When Indian outsourcing magnate Azim Premji flew into Calgary a short time ago, he liked what he saw: a vibrant oil and gas industry with a big appetite for information-technology services.
"Canada is turning out to be an important market for us; we plan to invest much more here than in the past," said the chairman and controlling shareholder of Bangalore-based Wipro Ltd., with the air of a prospector who has rediscovered an overlooked mineral field. "I think broadly we neglected it."
No longer, Mr. Premji vowed, as he outlined plans to build a larger client base in Canada, particularly in the resource industry for which Wipro, elsewhere in the world, is a major provider of IT services. Calgary is a key focus of these efforts. "We have a lot of clients and potential clients here," he said.
What Wipro is selling is a more nuanced version of the classic offshore-outsourcing model, whereby clients' computer functions are shipped off to low-wage technical workers in places like Bangalore or Manila. Wipro does a lot of that, certainly, but Mr. Premji says he intends to beef up its Canadian work force, now at 650 people, by hiring more people here. To that end, he intends to be an aggressive recruiter of technical talent at Canadian universities.
Wipro's emergence as global outsourcing and software powerhouse has allowed the 67-year-old Mr. Premji to arise as a leader in the Indian economic revolution. In 1966, he had come home from a U.S. university on his father's death to take over the family vegetable-oil firm, and turned it into an IT giant with revenues of more than $7.4-billion (U.S.) last year.
The ability of Wipro's 140,000 employees to serve widely scattered clients in industrialized countries has elevated him to the rank of third-wealthiest Indian and 91st-richest billionaire in the world, with a fortune estimated at $11.2-billion U.S., according to Forbes' newest rankings of the world's rich.
However, Forbes' 2013 estimate of his wealth is down by $1-billion from last year, as he tumbled from 41st in world rankings – reflecting, the magazine says, a lower stock price because of a more difficult global market for outsourcers.
Indeed, Mr. Premji says his business model is changing somewhat as the company steps up recruiting in the countries where its clients are based. "We are trying to localize more and more of our people across the world, and we are going to be doing the same in Canada." About 70 per cent of its Canadian work force consists of local citizens.
Wipro is responding to social concerns in industrial countries, where unemployment is often running high, he said. Meanwhile, the Indian firm wants to develop its own cadre of workers who can be local people but are trained in the Wipro way.
The goal, as he describes it, is building a "fungible organization" where various parts are quickly interchangeable, giving Wipro the flexibility to act both locally and globally to respond to demands. If a client wants more work done close to home, there is local staff; if it wants more IT done in India, it can do that too, or from other low-cost areas such as the Philippines and Eastern Europe. In the United States, in particular, governments are stepping up incentives for local head counts, and Wipro can respond.
"More of a balance makes for a better long-term relationship with a country or a client," Mr.
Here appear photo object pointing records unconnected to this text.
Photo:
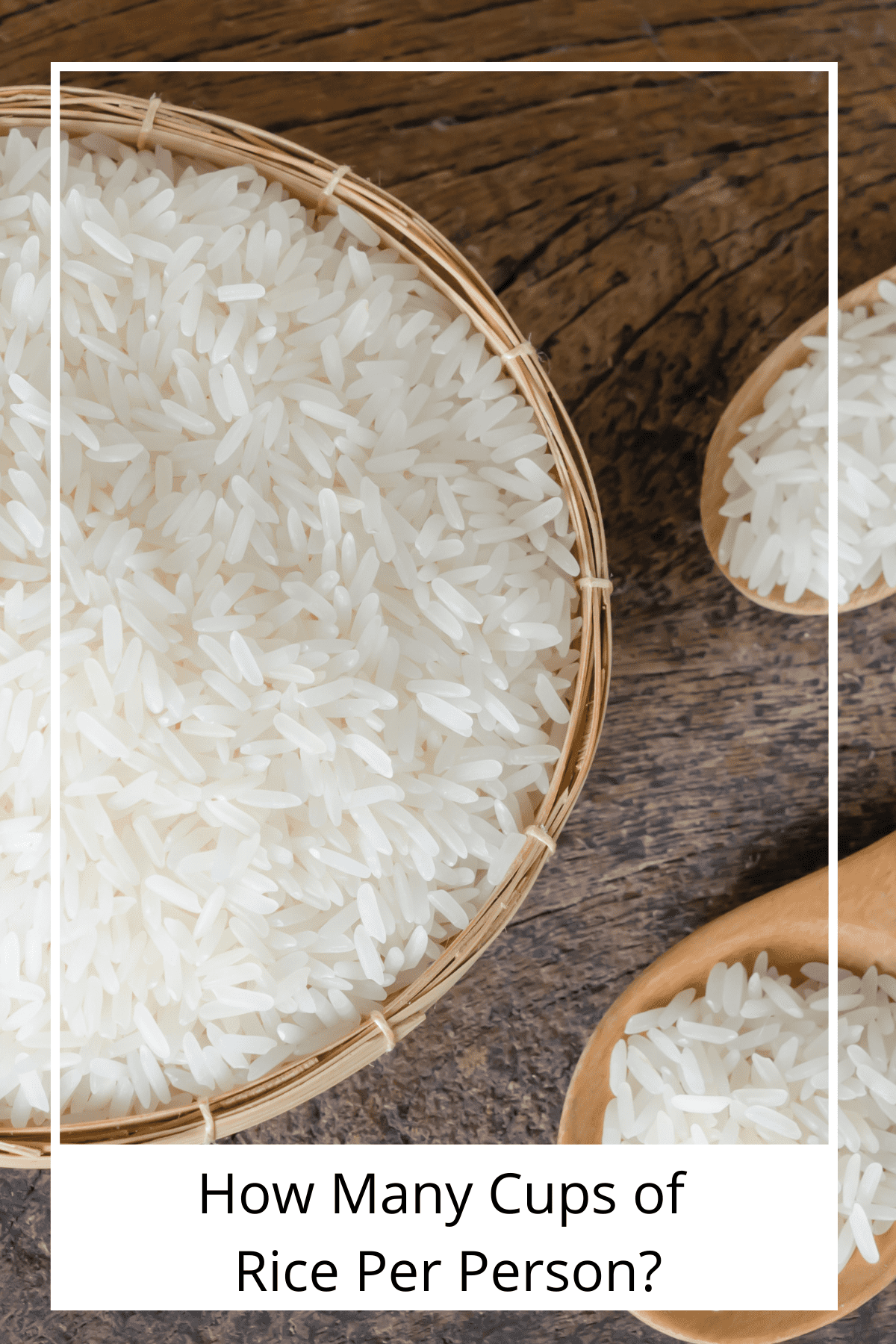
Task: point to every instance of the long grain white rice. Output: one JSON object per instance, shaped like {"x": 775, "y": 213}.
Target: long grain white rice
{"x": 317, "y": 625}
{"x": 777, "y": 505}
{"x": 766, "y": 1082}
{"x": 25, "y": 650}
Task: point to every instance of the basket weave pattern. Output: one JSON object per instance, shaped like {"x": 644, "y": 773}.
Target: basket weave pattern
{"x": 321, "y": 186}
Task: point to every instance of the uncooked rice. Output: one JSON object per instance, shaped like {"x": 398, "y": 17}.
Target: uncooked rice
{"x": 747, "y": 1063}
{"x": 777, "y": 507}
{"x": 317, "y": 625}
{"x": 25, "y": 640}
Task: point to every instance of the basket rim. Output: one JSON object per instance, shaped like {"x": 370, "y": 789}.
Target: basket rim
{"x": 220, "y": 140}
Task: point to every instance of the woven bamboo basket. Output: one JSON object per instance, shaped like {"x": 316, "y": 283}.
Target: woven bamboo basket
{"x": 320, "y": 186}
{"x": 25, "y": 105}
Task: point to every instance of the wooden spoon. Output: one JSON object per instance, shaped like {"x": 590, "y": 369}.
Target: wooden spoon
{"x": 791, "y": 925}
{"x": 747, "y": 403}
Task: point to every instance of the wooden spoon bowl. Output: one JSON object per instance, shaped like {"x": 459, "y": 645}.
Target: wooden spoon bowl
{"x": 791, "y": 925}
{"x": 747, "y": 403}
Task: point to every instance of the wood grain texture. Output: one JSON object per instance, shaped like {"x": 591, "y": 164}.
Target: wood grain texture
{"x": 656, "y": 234}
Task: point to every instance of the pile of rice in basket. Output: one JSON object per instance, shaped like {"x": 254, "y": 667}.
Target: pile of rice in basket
{"x": 25, "y": 638}
{"x": 317, "y": 624}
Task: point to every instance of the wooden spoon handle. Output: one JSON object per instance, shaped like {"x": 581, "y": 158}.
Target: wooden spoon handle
{"x": 868, "y": 906}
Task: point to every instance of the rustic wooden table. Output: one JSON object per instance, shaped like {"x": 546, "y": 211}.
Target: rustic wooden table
{"x": 656, "y": 234}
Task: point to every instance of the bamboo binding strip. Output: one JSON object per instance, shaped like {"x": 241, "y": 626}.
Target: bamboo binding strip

Premji said.
Rather than poach scarce IT talent, Wipro in Canada will take university recruits and send them to India for six months, including three months of technical training and another three months of job experience working with other Wipro employees before they return to Canada.
The Indian cost advantage is still very significant, and he estimates his homeland's technical workers still earning just one-fifth or one-sixth of the average in Canada. "The cost arbitrage will continue," he says, but the danger for India lies with competition from other low-cost locales such as Vietnam and the Philippines. So India has to step up the value ladder in terms of technical competence and project-management skills.
While he was impressed with Calgary's flowering as a world oil and gas centre, Mr. Premji also got an education, particularly from Alberta Premier Alison Redford, on the high priority of getting the province's future energy production to world markets through new pipelines.
Such competitive challenges are not all bad, he noted. Competition from U.S. shale-oil production, and the shrinkage of U.S. demand, might actually result in more innovation in the Canadian energy sector, he said.
He is less optimistic about the potential creation of new and innovative companies outside the energy field. "Unfortunately, countries which are very resource-rich tend to neglect other areas where they have to create businesses."